Looking at another Google feature such as Picasa, who’s capable to do facial recognition of your entire photos, who knows what they do once you upload them on Google Picasa. Are they used by these firms and security agencies? Looking at their Terms & Conditions they can share all we place on these social and search engines.

Having no secure way to erase you shared data on these social networks and few others, it becomes important to share wisely.

I do not want to be involved into a criminal investigation or any similar datawarehouse searches because one member of my social network got involved into a security problem or see my shared photos, emails using these “free” services. Like you said.
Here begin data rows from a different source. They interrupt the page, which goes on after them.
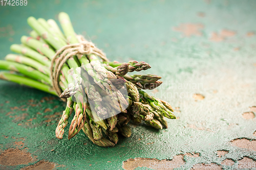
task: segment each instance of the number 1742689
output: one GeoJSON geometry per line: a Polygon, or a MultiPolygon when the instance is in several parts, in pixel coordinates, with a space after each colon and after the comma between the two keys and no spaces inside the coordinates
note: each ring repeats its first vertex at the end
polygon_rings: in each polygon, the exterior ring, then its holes
{"type": "Polygon", "coordinates": [[[9,6],[23,6],[28,5],[27,0],[1,0],[0,4],[2,6],[9,5],[9,6]]]}

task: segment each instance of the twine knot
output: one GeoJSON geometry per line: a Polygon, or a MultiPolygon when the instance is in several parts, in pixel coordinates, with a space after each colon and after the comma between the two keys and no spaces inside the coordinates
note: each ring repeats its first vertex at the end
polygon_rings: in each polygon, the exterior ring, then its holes
{"type": "MultiPolygon", "coordinates": [[[[73,57],[73,56],[77,56],[79,59],[84,55],[94,54],[100,57],[103,61],[109,61],[105,54],[96,47],[93,43],[87,41],[82,35],[77,35],[77,38],[79,43],[63,46],[56,52],[51,60],[51,80],[53,87],[59,96],[62,93],[62,90],[59,87],[59,75],[61,73],[61,68],[63,65],[66,64],[67,60],[73,57]]],[[[67,101],[66,99],[61,98],[61,99],[67,101]]]]}

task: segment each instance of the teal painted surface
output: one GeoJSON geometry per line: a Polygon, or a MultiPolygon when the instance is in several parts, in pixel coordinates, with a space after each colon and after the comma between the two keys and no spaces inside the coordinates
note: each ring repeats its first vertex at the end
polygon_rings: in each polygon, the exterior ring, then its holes
{"type": "Polygon", "coordinates": [[[0,134],[9,136],[0,136],[2,152],[14,147],[16,138],[25,138],[23,147],[38,160],[65,166],[57,169],[122,169],[122,161],[129,158],[171,159],[186,152],[200,153],[198,158],[186,157],[191,164],[220,164],[226,158],[238,164],[245,156],[256,160],[255,151],[230,142],[237,138],[256,139],[256,118],[242,116],[256,105],[256,36],[247,36],[256,32],[255,9],[254,1],[28,1],[26,7],[0,6],[0,27],[9,27],[8,31],[0,30],[0,59],[10,53],[9,46],[19,43],[22,36],[29,35],[29,16],[57,20],[59,12],[66,12],[76,32],[92,40],[110,60],[149,63],[152,68],[144,73],[160,75],[164,83],[154,95],[180,111],[175,113],[178,119],[167,120],[166,130],[133,126],[131,138],[121,137],[114,148],[102,148],[82,133],[69,140],[66,133],[63,139],[57,139],[54,132],[60,115],[49,115],[62,112],[65,104],[58,100],[41,102],[51,95],[0,81],[0,134]],[[201,35],[186,37],[176,31],[183,23],[202,25],[198,30],[201,35]],[[234,35],[220,42],[211,40],[213,33],[219,35],[223,29],[234,35]],[[174,96],[175,92],[178,96],[174,96]],[[205,98],[197,102],[190,96],[182,98],[182,92],[200,93],[205,98]],[[36,105],[29,105],[29,100],[36,105]],[[15,106],[19,109],[11,110],[15,106]],[[47,108],[52,111],[45,113],[47,108]],[[13,113],[6,115],[10,111],[13,113]],[[23,113],[28,114],[24,119],[15,119],[15,115],[23,113]],[[29,121],[33,118],[36,119],[29,121]],[[229,153],[218,158],[219,150],[229,153]]]}

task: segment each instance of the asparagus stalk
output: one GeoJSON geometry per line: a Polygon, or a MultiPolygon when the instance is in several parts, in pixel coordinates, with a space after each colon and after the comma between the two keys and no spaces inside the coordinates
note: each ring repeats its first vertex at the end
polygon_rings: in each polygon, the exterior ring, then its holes
{"type": "MultiPolygon", "coordinates": [[[[107,64],[113,67],[118,67],[124,63],[117,63],[116,62],[104,62],[105,64],[107,64]]],[[[134,71],[140,71],[142,70],[145,70],[148,68],[151,68],[151,66],[148,63],[141,61],[138,62],[137,61],[131,60],[127,64],[129,65],[129,72],[133,72],[134,71]]]]}
{"type": "Polygon", "coordinates": [[[6,61],[16,62],[33,67],[45,75],[50,76],[50,71],[48,68],[28,57],[10,54],[7,55],[5,59],[6,61]]]}
{"type": "MultiPolygon", "coordinates": [[[[145,116],[140,115],[140,116],[142,118],[142,119],[144,120],[145,119],[145,116]]],[[[160,124],[160,123],[157,120],[157,119],[153,119],[152,120],[151,122],[147,122],[145,121],[145,123],[147,124],[147,125],[149,125],[150,126],[152,126],[152,127],[156,128],[156,129],[162,129],[163,127],[162,126],[162,125],[160,124]]]]}
{"type": "Polygon", "coordinates": [[[125,137],[130,137],[132,135],[132,131],[130,127],[127,125],[121,126],[119,124],[117,124],[119,132],[121,133],[122,135],[125,137]]]}
{"type": "Polygon", "coordinates": [[[49,68],[51,66],[51,61],[47,57],[25,45],[12,44],[10,49],[14,52],[28,56],[49,68]]]}
{"type": "Polygon", "coordinates": [[[99,141],[102,137],[102,132],[99,125],[96,124],[94,122],[90,119],[90,126],[93,131],[93,139],[99,141]]]}
{"type": "Polygon", "coordinates": [[[173,114],[173,111],[166,108],[165,106],[162,103],[161,101],[158,99],[150,96],[145,92],[140,90],[139,90],[140,94],[141,94],[142,96],[145,100],[148,105],[153,108],[159,111],[163,116],[168,118],[176,119],[176,117],[173,114]]]}
{"type": "Polygon", "coordinates": [[[52,84],[49,77],[46,75],[35,70],[31,67],[15,62],[1,61],[0,62],[0,69],[20,72],[35,80],[38,80],[43,83],[47,83],[49,85],[52,84]]]}
{"type": "Polygon", "coordinates": [[[142,85],[155,82],[161,78],[160,76],[153,74],[125,75],[123,77],[133,83],[140,83],[142,85]]]}
{"type": "MultiPolygon", "coordinates": [[[[2,61],[0,62],[0,65],[2,61]]],[[[2,68],[0,67],[0,69],[2,68]]],[[[56,92],[49,85],[22,76],[1,71],[0,72],[0,79],[15,82],[20,85],[25,85],[46,92],[48,93],[57,95],[56,92]]]]}
{"type": "Polygon", "coordinates": [[[51,31],[57,34],[58,36],[61,37],[63,39],[66,39],[65,36],[63,35],[62,32],[54,20],[52,19],[48,19],[47,20],[47,23],[48,23],[49,26],[50,27],[50,29],[51,29],[51,31]]]}

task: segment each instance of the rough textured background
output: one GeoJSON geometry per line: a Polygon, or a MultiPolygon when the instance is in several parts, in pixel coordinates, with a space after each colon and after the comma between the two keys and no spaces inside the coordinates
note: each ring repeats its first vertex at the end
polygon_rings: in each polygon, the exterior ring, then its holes
{"type": "Polygon", "coordinates": [[[165,82],[152,92],[171,104],[179,119],[160,131],[132,126],[131,137],[113,148],[93,145],[82,133],[58,140],[54,131],[65,104],[0,81],[0,169],[256,163],[255,1],[28,1],[0,6],[0,59],[29,34],[27,17],[56,19],[66,12],[76,32],[111,60],[150,63],[145,74],[165,82]]]}

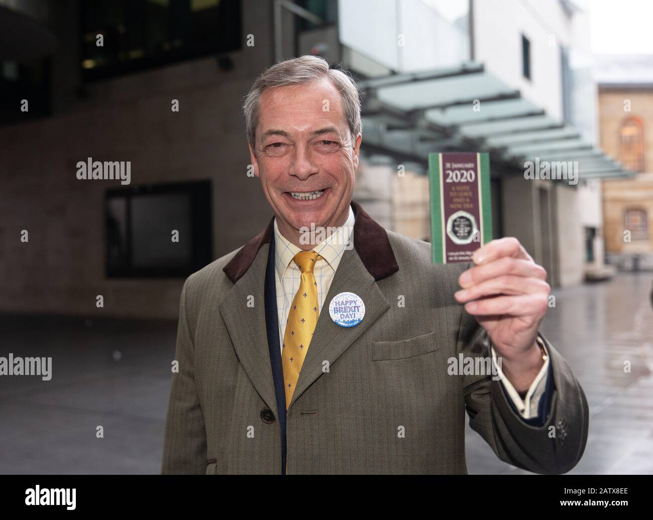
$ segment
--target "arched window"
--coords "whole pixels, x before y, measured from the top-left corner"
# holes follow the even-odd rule
[[[634,239],[648,238],[646,210],[639,207],[630,208],[624,211],[624,228],[629,230]]]
[[[627,170],[644,171],[644,140],[642,120],[628,117],[619,129],[619,159]]]

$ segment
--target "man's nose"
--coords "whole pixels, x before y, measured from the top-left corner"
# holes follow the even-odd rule
[[[291,165],[290,174],[305,180],[309,176],[317,174],[318,168],[311,158],[310,151],[306,145],[298,145],[295,148],[295,157]]]

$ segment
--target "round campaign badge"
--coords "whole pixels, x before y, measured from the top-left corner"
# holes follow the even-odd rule
[[[331,319],[341,327],[355,327],[365,316],[365,304],[353,292],[341,292],[333,297],[328,305]]]

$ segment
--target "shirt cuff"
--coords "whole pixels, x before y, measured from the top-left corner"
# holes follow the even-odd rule
[[[549,356],[549,350],[547,350],[547,346],[539,336],[537,336],[537,341],[547,353],[547,359],[545,360],[544,364],[542,365],[542,368],[540,369],[535,380],[531,384],[530,388],[528,389],[528,391],[526,392],[524,399],[522,399],[519,397],[519,394],[515,390],[515,387],[508,380],[508,378],[504,375],[500,363],[497,363],[494,346],[492,346],[490,349],[492,350],[492,362],[494,363],[494,366],[496,367],[499,380],[503,385],[505,391],[508,393],[508,395],[512,400],[513,404],[515,405],[515,409],[524,419],[534,419],[537,417],[537,407],[539,405],[539,400],[547,388],[547,379],[549,377],[549,363],[550,356]]]

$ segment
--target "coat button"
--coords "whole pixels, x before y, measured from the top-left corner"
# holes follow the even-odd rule
[[[264,408],[261,410],[261,418],[266,424],[272,424],[274,422],[274,414],[269,408]]]

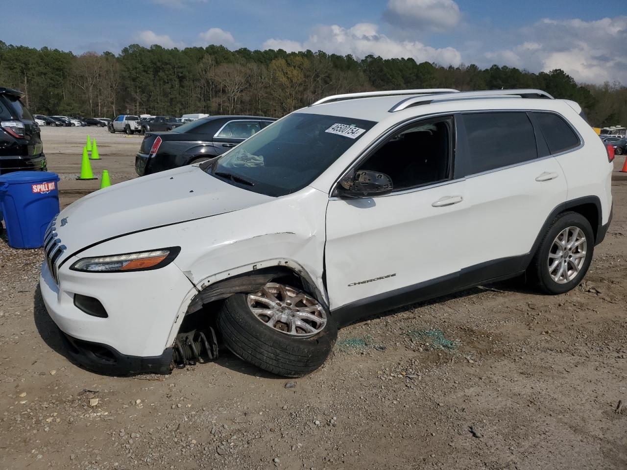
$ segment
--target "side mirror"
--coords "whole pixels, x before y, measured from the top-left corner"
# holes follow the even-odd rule
[[[392,179],[385,173],[359,170],[353,177],[347,176],[340,182],[341,194],[349,197],[382,194],[393,189]]]

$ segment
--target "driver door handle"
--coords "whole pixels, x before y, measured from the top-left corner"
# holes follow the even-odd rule
[[[544,173],[542,173],[542,174],[538,175],[537,176],[536,176],[535,177],[535,180],[536,181],[540,181],[540,182],[542,182],[542,181],[549,181],[549,180],[552,180],[552,179],[555,179],[558,176],[559,176],[559,175],[558,175],[557,173],[554,173],[553,172],[546,172],[545,171]]]
[[[433,202],[431,206],[434,207],[445,207],[447,206],[459,204],[463,200],[464,198],[461,196],[444,196]]]

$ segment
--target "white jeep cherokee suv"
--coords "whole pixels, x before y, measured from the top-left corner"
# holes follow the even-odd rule
[[[566,292],[611,218],[613,155],[581,111],[533,90],[325,98],[64,209],[44,301],[92,369],[167,372],[219,343],[297,377],[377,312],[524,273]]]

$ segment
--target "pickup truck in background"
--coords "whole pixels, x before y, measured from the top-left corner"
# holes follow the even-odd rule
[[[108,127],[111,133],[124,132],[130,135],[141,130],[139,117],[125,114],[115,118],[109,123]]]

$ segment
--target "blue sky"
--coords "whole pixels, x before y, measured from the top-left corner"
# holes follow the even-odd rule
[[[119,53],[134,43],[320,49],[456,66],[497,63],[532,71],[559,67],[581,81],[627,84],[625,0],[31,0],[29,4],[28,14],[3,22],[0,39],[77,54]]]

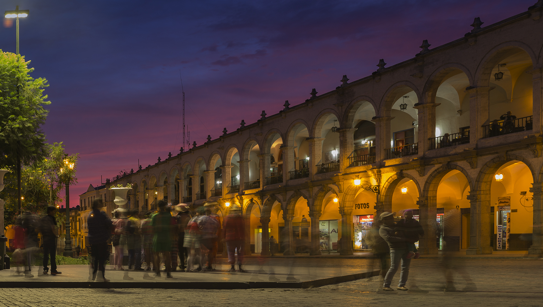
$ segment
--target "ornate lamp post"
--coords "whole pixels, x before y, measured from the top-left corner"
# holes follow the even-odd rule
[[[73,257],[73,252],[72,251],[72,236],[70,233],[70,182],[72,177],[71,171],[73,170],[74,163],[71,162],[68,159],[64,160],[65,167],[60,169],[61,173],[67,174],[65,177],[66,191],[66,220],[65,222],[65,228],[66,228],[66,239],[64,240],[64,255],[67,257]]]

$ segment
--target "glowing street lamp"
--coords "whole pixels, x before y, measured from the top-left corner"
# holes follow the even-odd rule
[[[15,7],[15,11],[5,11],[4,12],[4,17],[5,18],[16,18],[16,28],[17,30],[16,30],[17,35],[17,54],[19,54],[19,17],[24,17],[28,16],[30,13],[30,11],[28,10],[19,10],[19,6],[17,5]]]

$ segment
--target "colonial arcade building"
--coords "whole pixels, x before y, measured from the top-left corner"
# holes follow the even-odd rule
[[[476,18],[456,41],[425,41],[409,60],[381,60],[110,184],[131,183],[128,206],[142,210],[210,202],[222,218],[240,206],[248,254],[269,254],[270,235],[285,254],[352,254],[369,248],[376,215],[409,208],[425,253],[444,236],[468,254],[540,253],[541,16],[536,4],[487,27]]]

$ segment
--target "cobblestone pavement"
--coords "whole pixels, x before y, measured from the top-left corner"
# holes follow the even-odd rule
[[[380,278],[299,290],[167,290],[146,289],[4,289],[0,306],[543,306],[540,290],[543,260],[464,260],[456,263],[457,289],[475,283],[468,291],[444,291],[441,263],[412,262],[409,291],[376,291]],[[399,276],[394,279],[397,282]]]

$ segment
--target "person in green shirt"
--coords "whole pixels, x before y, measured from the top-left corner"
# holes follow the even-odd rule
[[[172,251],[172,226],[175,222],[172,216],[168,204],[164,200],[159,201],[159,213],[151,218],[154,236],[153,251],[155,253],[154,269],[155,276],[160,276],[160,254],[162,254],[166,267],[166,278],[172,278],[172,263],[170,252]]]

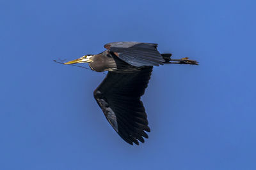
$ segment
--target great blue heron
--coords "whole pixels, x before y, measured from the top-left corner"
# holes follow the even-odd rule
[[[131,145],[144,143],[150,132],[143,104],[143,95],[153,66],[164,64],[198,65],[185,57],[171,59],[171,53],[161,54],[157,44],[115,42],[104,45],[107,49],[97,55],[86,55],[65,64],[88,62],[97,72],[108,71],[93,92],[94,97],[115,131]]]

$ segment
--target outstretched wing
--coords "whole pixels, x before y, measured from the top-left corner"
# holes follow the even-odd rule
[[[147,114],[140,97],[150,78],[152,67],[146,67],[132,73],[109,71],[94,91],[94,97],[108,121],[126,142],[144,143],[150,132]]]
[[[164,59],[157,51],[157,44],[138,42],[115,42],[104,45],[121,60],[135,66],[158,66]]]

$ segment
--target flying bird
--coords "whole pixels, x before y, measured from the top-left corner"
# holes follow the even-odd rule
[[[198,65],[188,57],[173,59],[171,53],[160,53],[157,44],[114,42],[105,45],[105,51],[86,55],[64,63],[89,63],[92,70],[108,71],[108,74],[94,90],[93,96],[108,121],[127,143],[139,145],[150,129],[143,103],[144,94],[153,66],[165,64]]]

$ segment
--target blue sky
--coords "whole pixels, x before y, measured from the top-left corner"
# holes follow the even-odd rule
[[[0,1],[1,169],[256,169],[253,1]],[[119,41],[200,66],[155,67],[152,132],[125,143],[71,60]],[[85,65],[85,64],[84,64]]]

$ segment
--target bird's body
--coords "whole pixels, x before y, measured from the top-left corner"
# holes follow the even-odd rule
[[[150,132],[147,114],[140,97],[150,78],[153,66],[164,64],[197,65],[195,60],[172,59],[171,53],[161,54],[157,44],[115,42],[97,55],[84,55],[65,63],[89,62],[90,68],[108,73],[93,92],[94,97],[108,121],[128,143],[139,145]],[[174,62],[173,62],[174,61]]]

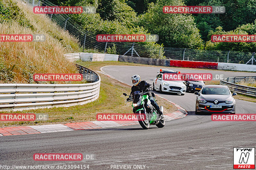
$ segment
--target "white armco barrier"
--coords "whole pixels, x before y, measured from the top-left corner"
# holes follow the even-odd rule
[[[110,54],[81,53],[81,60],[83,61],[118,61],[119,55]]]
[[[218,63],[218,70],[256,71],[256,65]]]
[[[67,54],[67,60],[75,61],[80,53]],[[81,74],[94,73],[96,79],[81,84],[0,84],[0,110],[16,111],[53,107],[82,105],[99,97],[100,76],[92,70],[78,66]]]

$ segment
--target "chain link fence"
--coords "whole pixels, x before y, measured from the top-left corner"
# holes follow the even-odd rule
[[[47,0],[22,0],[34,6],[56,6]],[[48,14],[49,17],[76,37],[83,52],[91,49],[100,52],[154,58],[202,61],[256,65],[255,53],[232,51],[206,51],[168,47],[156,48],[149,44],[132,42],[100,42],[96,35],[85,30],[66,14]],[[88,14],[90,15],[90,14]]]

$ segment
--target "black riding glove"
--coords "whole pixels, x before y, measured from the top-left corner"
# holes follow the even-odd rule
[[[145,92],[149,92],[150,91],[151,91],[151,90],[150,90],[150,89],[149,88],[147,88],[146,90],[145,90]]]

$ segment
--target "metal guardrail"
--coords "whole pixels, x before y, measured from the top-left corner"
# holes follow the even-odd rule
[[[83,84],[0,84],[0,110],[69,107],[96,100],[100,78],[92,70],[76,65],[80,74],[94,74],[96,78]]]
[[[81,59],[80,57],[80,53],[75,53],[66,54],[64,55],[64,56],[68,60],[73,62]]]
[[[227,77],[220,80],[220,84],[227,85],[230,90],[238,93],[256,97],[256,87],[235,84],[243,81],[253,83],[256,81],[256,76]]]

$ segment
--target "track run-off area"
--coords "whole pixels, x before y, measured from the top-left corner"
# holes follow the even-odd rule
[[[131,78],[134,74],[139,75],[142,80],[152,84],[157,71],[161,68],[109,66],[102,68],[101,70],[131,85]],[[255,74],[170,69],[182,73],[210,73],[213,78],[216,74],[223,74],[223,77]],[[114,165],[116,167],[117,165],[131,165],[131,169],[139,167],[146,169],[233,169],[233,148],[255,147],[255,122],[213,122],[210,115],[195,115],[196,95],[186,93],[180,96],[154,92],[183,107],[188,115],[166,122],[163,128],[153,125],[147,130],[136,125],[1,137],[0,165],[89,165],[89,169],[114,169]],[[236,101],[236,113],[256,113],[256,103],[237,99]],[[90,153],[94,155],[95,159],[35,161],[33,155],[37,153]]]

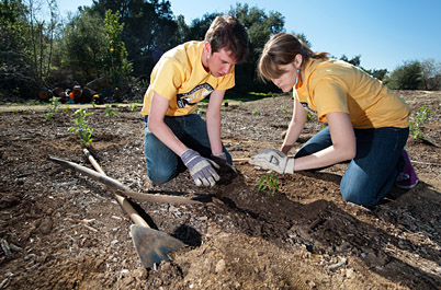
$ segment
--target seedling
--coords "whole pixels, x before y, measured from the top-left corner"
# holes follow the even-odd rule
[[[113,117],[113,116],[117,115],[117,106],[116,106],[115,111],[113,111],[111,105],[105,104],[105,114],[108,115],[108,117]]]
[[[132,111],[138,111],[138,102],[135,102],[135,103],[132,103],[129,106],[131,106],[131,109]]]
[[[70,106],[69,105],[66,105],[64,108],[63,108],[63,113],[69,113],[70,112]]]
[[[309,120],[312,120],[313,119],[313,114],[310,114],[310,112],[308,112],[307,114],[306,114],[306,121],[309,121]]]
[[[52,98],[49,98],[49,102],[50,102],[49,106],[48,106],[49,112],[46,115],[44,115],[44,119],[46,121],[54,118],[54,114],[58,112],[58,106],[61,104],[59,102],[60,98],[61,97],[56,97],[56,96],[53,96]]]
[[[415,121],[412,120],[409,121],[410,132],[415,140],[423,138],[421,128],[429,118],[430,114],[432,114],[432,112],[429,108],[421,106],[419,111],[416,113]]]
[[[271,172],[270,174],[260,176],[258,192],[270,189],[272,195],[274,195],[274,193],[279,190],[279,177]]]
[[[86,108],[77,109],[71,116],[76,117],[74,119],[75,127],[69,128],[69,132],[78,134],[80,137],[81,146],[88,146],[92,143],[93,129],[89,127],[86,117],[92,115],[88,113]]]

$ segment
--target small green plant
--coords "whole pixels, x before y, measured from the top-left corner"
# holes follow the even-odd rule
[[[419,111],[415,114],[416,115],[415,121],[414,120],[409,121],[409,129],[415,140],[423,138],[421,128],[429,118],[430,114],[432,114],[432,112],[429,108],[421,106]]]
[[[86,118],[90,115],[92,115],[92,113],[88,113],[86,108],[79,108],[71,115],[76,118],[74,119],[75,126],[69,128],[69,132],[78,134],[81,146],[92,143],[93,129],[89,127],[89,124],[86,120]]]
[[[196,114],[202,115],[204,113],[205,103],[199,103],[196,106]]]
[[[310,112],[308,112],[307,114],[306,114],[306,121],[309,121],[309,120],[312,120],[313,119],[313,114],[310,114]]]
[[[63,113],[69,113],[70,112],[70,106],[67,104],[64,108],[63,108]]]
[[[116,116],[117,115],[117,106],[116,106],[115,111],[113,111],[111,105],[105,104],[105,114],[108,115],[108,117]]]
[[[135,102],[135,103],[132,103],[131,105],[129,105],[129,107],[131,107],[131,109],[132,111],[138,111],[138,102]]]
[[[271,172],[270,174],[260,176],[258,192],[270,189],[274,195],[274,193],[279,190],[279,177]]]
[[[61,104],[59,102],[60,98],[61,97],[57,97],[57,96],[53,96],[52,98],[49,98],[49,102],[50,102],[49,106],[48,106],[49,112],[46,115],[44,115],[44,119],[46,121],[53,119],[54,114],[58,112],[58,107]]]

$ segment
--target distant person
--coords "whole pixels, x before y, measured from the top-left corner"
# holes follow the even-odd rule
[[[213,186],[219,176],[208,159],[231,164],[220,142],[220,105],[225,91],[235,85],[235,65],[247,53],[245,27],[224,15],[213,21],[203,42],[184,43],[160,57],[142,109],[152,183],[163,184],[186,166],[197,186]],[[208,95],[204,121],[195,112]]]
[[[418,176],[404,150],[409,108],[381,81],[326,53],[313,53],[286,33],[268,40],[258,71],[283,92],[294,88],[294,111],[280,151],[264,149],[251,158],[251,164],[294,173],[350,160],[341,194],[347,201],[365,207],[382,200],[394,183],[402,188],[416,186]],[[308,112],[328,127],[289,159]]]

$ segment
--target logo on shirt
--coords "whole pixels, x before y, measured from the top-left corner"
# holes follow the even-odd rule
[[[314,109],[312,109],[309,106],[308,106],[308,103],[301,103],[302,104],[302,106],[304,107],[304,108],[306,108],[309,113],[312,113],[312,114],[314,114],[314,115],[317,115],[317,111],[314,111]]]
[[[199,84],[190,92],[177,95],[178,107],[183,108],[185,105],[195,105],[213,91],[213,86],[208,83]]]

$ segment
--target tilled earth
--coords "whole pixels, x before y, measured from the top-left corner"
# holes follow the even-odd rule
[[[142,265],[131,219],[102,184],[46,160],[91,167],[70,115],[34,107],[0,113],[0,289],[441,289],[441,92],[398,91],[415,113],[432,114],[422,139],[406,146],[420,183],[394,188],[381,205],[344,202],[347,164],[279,175],[276,190],[258,190],[270,176],[236,161],[211,188],[188,172],[151,184],[138,111],[89,109],[89,151],[105,173],[138,193],[181,196],[196,205],[133,204],[156,230],[185,246],[171,262]],[[203,115],[204,113],[202,113]],[[280,148],[292,114],[290,96],[223,107],[223,141],[234,159]],[[321,129],[316,120],[296,144]],[[295,149],[292,150],[295,152]]]

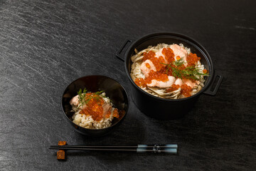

Nothing is free on the internet.
Anonymouse on Saturday, 10 July, 2010 at 8:01 pm

Compete Snake oil.

First, you can’t have security if you rely on untrusted parties doing something (even if it is deleting data).

Second, it’s simpler to use OTR. It ensures “This conversation didn’t happen” even if your computer and your private key get compromised later.
http://en.wikipedia.org/wiki/Off-the-Record_Messaging

Third, if “your friend is unreliable”, perhaps you shouldn’t tell him your thoughts? After all, he can always tell others what you said. Vanish and OTR make it so nobody (even your friend) can prove you said it. But OTR does it much more effectively, and much, much faster. (Keys are rendered useless instantly after every message exchange, not days or hours later.)
Visiotech on Sunday, 11 July, 2010 at 8:29 am

Here is another good one this weekend on this subject.
http://www.pcworld.com/article/200868/dont_look_now_but_googles_following_you.html?tk=rss_news

Free browsers and other software “might” capture and/or allow sharing your privacy without big warning… Nothing new…since freeware and shareware exist. That is prior internet. BBS time. Internet just added data sharing and exchange happening faster and more silently.
Athanasios Douitsis on Tuesday, 13 July, 2010 at 6:10 am

Reading this post I remembered an occassion some years ago where I had the rare luck to watch this presentation by Radia Perlman. The title was “Data: How to keep it when you want it and lose it when you want it gone”. With a little search I also located this paper which describes this concept.
Darren McBride on Wednesday, 14 July, 2010 at 5:57 pm

I have a copy of a nice little piece of software from Techsmith called Snagit. I use it to do screen grabs of all kinds of things quickly. I use another of their products (Camtasia) to grab youtube videos that can’t be downloaded easily. In general if it can come up on my screen and be read I can snap shot it to a graphic file. Admittedly, not as useful a format as having a stored email or text file, but if I want to save a message that displays on my screen with the most sophisticated encryption known to man (and reprint or resend it later) I don’t have to be a security guru to do it. Or forget the fancy software… Hitting the Print Screen button and pasting (CTRL-V) the results into MS-paint should do the trick.